A propos de la demande de mise en accusation de l'ancien Président ATT

                           Le mois dernier, le Procureur Général près la Cour Suprême du Mali a adressé une lettre à l’Assemblée Nationale à l’effet de demander la mise en accusation pour « haute trahison » de l’ancien Président de la République ATT. Une telle demande ne pouvait pas aller sans susciter débats, sans partager les avis, tellement l’homme a marqué ces dernières années l’histoire du Mali.
                           Il aurait même fini son dernier mandat en beauté si seulement si le coup d’Etat du 22 Mars 2012 n’était pas intervenu, en laissant des traces qui, pour certains, sont des avancées significatives, mais pour d’autres, des doutes sérieux quant à sa capacité de gouvernance dans le sens du bonheur du peuple malien. Ce qui est réel, pendant dix (10)ans de règne, il s’est fait des amis comme aussi des ennemis, ces derniers étant aujourd’hui les plus nombreux et ayant pignon sur rue, malgré d’importantes réalisations, à son actif.
                            Le Nord du Mali est en proie à d’énormes soubressauts, à présent                           Tout cela lui vaut d’être visé par des poursuites qui ne seront effectives que par l’aval de la Représentation Nationale à laquelle il revient d’accepter la demande de mise en accusation ou de la refuser. C’est à la suite de cette acceptation que les juges seront chargés d’instruire in rem les faits, lesquels peuvent rendre en définitive une ordonnance de non-lieu au cas où ils ne seront pas fondés.
                           C’est d’ores et déjà, à ce niveau, que se situe mon intervention qui n’a aucune raison d’être un plaidoyer.
                           Mais il ne serait pas de mauvaise foi, lorsque l’on affirme que la définition de haute trahison n’est pas aisée à cause de son caractère plus politique que judiciaire, malgré que l’histoire est jalonnée de poursuites d’actes ou d’actions comme tels. On peut citer le cas de Mandéla en Afrique du Sud, les cas en Allemagne, en Angleterre et ailleurs.

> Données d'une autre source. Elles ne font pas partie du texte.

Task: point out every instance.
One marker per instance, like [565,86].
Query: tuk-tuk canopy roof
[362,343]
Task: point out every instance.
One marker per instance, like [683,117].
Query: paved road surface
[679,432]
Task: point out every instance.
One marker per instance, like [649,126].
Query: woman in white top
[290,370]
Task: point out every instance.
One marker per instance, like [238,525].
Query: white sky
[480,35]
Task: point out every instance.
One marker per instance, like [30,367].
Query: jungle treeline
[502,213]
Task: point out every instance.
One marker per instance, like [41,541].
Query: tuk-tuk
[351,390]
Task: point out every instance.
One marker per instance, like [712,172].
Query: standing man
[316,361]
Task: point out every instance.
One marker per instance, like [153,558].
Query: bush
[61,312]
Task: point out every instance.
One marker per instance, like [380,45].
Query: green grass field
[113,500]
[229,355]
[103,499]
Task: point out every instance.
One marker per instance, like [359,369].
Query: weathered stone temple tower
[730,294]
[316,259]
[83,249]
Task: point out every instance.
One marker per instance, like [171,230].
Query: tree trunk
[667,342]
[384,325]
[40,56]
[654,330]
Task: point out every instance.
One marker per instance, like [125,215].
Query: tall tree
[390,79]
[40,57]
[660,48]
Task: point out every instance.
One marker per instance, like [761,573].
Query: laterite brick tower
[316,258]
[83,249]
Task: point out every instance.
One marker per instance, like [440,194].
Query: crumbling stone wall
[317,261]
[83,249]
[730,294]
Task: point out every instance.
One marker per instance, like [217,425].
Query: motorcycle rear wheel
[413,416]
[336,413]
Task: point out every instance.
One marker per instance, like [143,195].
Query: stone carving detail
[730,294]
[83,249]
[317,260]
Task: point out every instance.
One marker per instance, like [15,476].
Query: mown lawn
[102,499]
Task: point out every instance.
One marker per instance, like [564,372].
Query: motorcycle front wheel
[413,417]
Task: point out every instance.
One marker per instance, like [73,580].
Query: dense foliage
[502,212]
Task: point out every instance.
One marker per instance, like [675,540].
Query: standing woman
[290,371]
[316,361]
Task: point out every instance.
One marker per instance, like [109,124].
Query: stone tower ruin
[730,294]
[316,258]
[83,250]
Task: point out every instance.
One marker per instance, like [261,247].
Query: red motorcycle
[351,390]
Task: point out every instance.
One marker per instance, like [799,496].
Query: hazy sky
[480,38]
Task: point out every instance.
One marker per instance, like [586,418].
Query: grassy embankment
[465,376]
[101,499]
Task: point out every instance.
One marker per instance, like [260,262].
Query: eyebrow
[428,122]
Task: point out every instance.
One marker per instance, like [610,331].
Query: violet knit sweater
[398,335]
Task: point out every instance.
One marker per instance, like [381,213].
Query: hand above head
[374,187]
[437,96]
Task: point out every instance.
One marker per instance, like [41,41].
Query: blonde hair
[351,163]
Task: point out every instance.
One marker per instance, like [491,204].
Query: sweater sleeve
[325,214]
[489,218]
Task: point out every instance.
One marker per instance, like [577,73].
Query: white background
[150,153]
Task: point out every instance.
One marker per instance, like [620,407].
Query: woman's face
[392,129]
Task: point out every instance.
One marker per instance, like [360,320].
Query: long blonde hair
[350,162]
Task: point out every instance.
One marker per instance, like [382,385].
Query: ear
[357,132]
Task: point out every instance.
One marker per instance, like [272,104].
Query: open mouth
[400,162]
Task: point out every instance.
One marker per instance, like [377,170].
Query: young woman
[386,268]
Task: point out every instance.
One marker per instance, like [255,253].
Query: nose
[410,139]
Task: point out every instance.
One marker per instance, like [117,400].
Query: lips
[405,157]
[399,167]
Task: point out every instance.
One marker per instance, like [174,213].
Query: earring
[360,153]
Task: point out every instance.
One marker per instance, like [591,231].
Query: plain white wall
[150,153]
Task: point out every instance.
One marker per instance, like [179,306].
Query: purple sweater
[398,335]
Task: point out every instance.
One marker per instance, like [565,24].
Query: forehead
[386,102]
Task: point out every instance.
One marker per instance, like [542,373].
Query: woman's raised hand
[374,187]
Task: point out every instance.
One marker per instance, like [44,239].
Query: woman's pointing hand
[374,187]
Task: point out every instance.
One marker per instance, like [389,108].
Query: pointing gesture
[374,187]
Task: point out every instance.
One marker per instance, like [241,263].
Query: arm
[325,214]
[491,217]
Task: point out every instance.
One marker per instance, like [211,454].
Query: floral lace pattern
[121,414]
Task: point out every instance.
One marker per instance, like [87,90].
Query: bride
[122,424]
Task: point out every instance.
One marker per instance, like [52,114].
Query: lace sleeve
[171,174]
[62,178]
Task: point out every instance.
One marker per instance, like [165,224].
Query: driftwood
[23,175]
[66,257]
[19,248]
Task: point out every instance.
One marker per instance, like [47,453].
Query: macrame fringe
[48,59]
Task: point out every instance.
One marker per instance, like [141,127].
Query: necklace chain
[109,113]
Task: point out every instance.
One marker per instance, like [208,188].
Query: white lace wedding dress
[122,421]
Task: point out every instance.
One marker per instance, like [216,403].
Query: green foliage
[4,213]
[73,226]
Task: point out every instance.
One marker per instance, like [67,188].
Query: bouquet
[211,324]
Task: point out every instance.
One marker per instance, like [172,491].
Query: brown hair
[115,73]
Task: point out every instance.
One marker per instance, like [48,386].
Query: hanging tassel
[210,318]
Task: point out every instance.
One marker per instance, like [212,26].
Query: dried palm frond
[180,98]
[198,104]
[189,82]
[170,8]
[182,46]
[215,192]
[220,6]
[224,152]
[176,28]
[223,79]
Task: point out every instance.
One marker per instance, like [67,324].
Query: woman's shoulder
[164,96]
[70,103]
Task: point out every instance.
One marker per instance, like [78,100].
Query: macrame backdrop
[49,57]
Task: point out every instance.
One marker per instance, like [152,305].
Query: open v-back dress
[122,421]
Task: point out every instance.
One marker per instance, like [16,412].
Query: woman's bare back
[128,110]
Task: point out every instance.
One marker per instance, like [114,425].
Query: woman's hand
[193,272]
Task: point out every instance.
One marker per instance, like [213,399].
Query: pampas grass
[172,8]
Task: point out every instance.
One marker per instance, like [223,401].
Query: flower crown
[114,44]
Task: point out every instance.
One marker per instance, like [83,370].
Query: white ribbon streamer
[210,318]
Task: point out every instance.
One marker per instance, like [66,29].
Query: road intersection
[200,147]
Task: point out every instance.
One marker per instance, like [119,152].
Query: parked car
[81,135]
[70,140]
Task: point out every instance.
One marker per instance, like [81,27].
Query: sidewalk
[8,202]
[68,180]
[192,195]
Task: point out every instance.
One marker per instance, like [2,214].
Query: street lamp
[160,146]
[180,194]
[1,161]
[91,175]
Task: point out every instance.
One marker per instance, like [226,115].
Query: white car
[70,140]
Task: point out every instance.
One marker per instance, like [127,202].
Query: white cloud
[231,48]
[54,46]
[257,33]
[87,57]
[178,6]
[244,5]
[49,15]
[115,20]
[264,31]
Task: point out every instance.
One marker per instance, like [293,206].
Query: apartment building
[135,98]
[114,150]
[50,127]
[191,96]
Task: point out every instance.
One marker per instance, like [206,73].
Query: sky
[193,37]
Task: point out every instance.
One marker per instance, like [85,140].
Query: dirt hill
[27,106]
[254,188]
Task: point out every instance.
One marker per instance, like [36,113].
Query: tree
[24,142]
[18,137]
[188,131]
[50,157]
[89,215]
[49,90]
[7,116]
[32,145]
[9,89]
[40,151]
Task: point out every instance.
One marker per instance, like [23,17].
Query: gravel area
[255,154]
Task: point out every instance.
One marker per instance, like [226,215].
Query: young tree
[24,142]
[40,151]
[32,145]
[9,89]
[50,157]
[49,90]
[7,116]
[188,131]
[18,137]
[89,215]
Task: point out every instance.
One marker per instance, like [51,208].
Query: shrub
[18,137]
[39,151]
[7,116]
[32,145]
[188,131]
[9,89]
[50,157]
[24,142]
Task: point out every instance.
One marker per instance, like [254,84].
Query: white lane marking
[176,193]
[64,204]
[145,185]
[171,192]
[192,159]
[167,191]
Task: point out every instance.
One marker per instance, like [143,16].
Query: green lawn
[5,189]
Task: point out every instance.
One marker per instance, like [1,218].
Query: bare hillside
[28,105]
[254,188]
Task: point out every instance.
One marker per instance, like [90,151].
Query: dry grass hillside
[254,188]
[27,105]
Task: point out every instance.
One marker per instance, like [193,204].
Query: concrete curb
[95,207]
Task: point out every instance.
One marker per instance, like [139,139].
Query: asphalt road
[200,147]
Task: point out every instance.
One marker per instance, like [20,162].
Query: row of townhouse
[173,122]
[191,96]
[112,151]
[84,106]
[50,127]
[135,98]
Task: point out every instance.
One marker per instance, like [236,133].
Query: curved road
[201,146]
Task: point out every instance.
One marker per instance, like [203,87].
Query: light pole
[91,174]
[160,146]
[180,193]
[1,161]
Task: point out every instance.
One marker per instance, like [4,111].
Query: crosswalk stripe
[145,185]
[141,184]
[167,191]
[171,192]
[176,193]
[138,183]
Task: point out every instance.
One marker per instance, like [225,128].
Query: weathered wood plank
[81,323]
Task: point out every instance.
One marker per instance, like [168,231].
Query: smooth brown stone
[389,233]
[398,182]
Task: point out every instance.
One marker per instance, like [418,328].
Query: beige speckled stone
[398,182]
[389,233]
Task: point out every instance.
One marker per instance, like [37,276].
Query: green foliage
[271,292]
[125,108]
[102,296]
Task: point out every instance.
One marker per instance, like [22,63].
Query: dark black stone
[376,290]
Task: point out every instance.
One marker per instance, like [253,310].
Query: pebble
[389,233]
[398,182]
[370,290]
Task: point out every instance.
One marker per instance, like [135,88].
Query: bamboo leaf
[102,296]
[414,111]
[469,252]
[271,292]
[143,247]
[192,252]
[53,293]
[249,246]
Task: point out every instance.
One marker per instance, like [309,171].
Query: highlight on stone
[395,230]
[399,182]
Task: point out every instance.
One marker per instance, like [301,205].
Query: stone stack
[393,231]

Dans les démocraties inspirées de la Métropole, la Haute Cour de Justice est « l’unique juridiction pouvant connaître de la situation du Président de la République au cours de l’exercice de son mandat ». Elle a essentiellement « mission de prononcer la destitution du Président de la République en cas de manquement à ses devoirs manifestement incompatible avec l’exercice de son mandat ».
                           Il faut entendre, d’essence, que la Haute Cour de Justice n’a pas pour vocation de rendre justice à l’image des Tribunaux professionnels, encore que ce Président n’est plus en fonction, son rôle consistant plutôt à démettre de ses fonctions le Président de la République convaincu de fautes incompatibles à l’exercice de son mandat.
                           J’en viens à la conclusion que l’Assemblée n’aura pas une tâche aisée dans la posture que la met cette sollicitation qui pouvait revenir à d’autres compétences en ce moment, le Président ATT n’étant plus au pouvoir en vue d’une destitution, et l’infraction de haute trahison, en ce qui le concerne, difficile à cerner dans le contexte malien.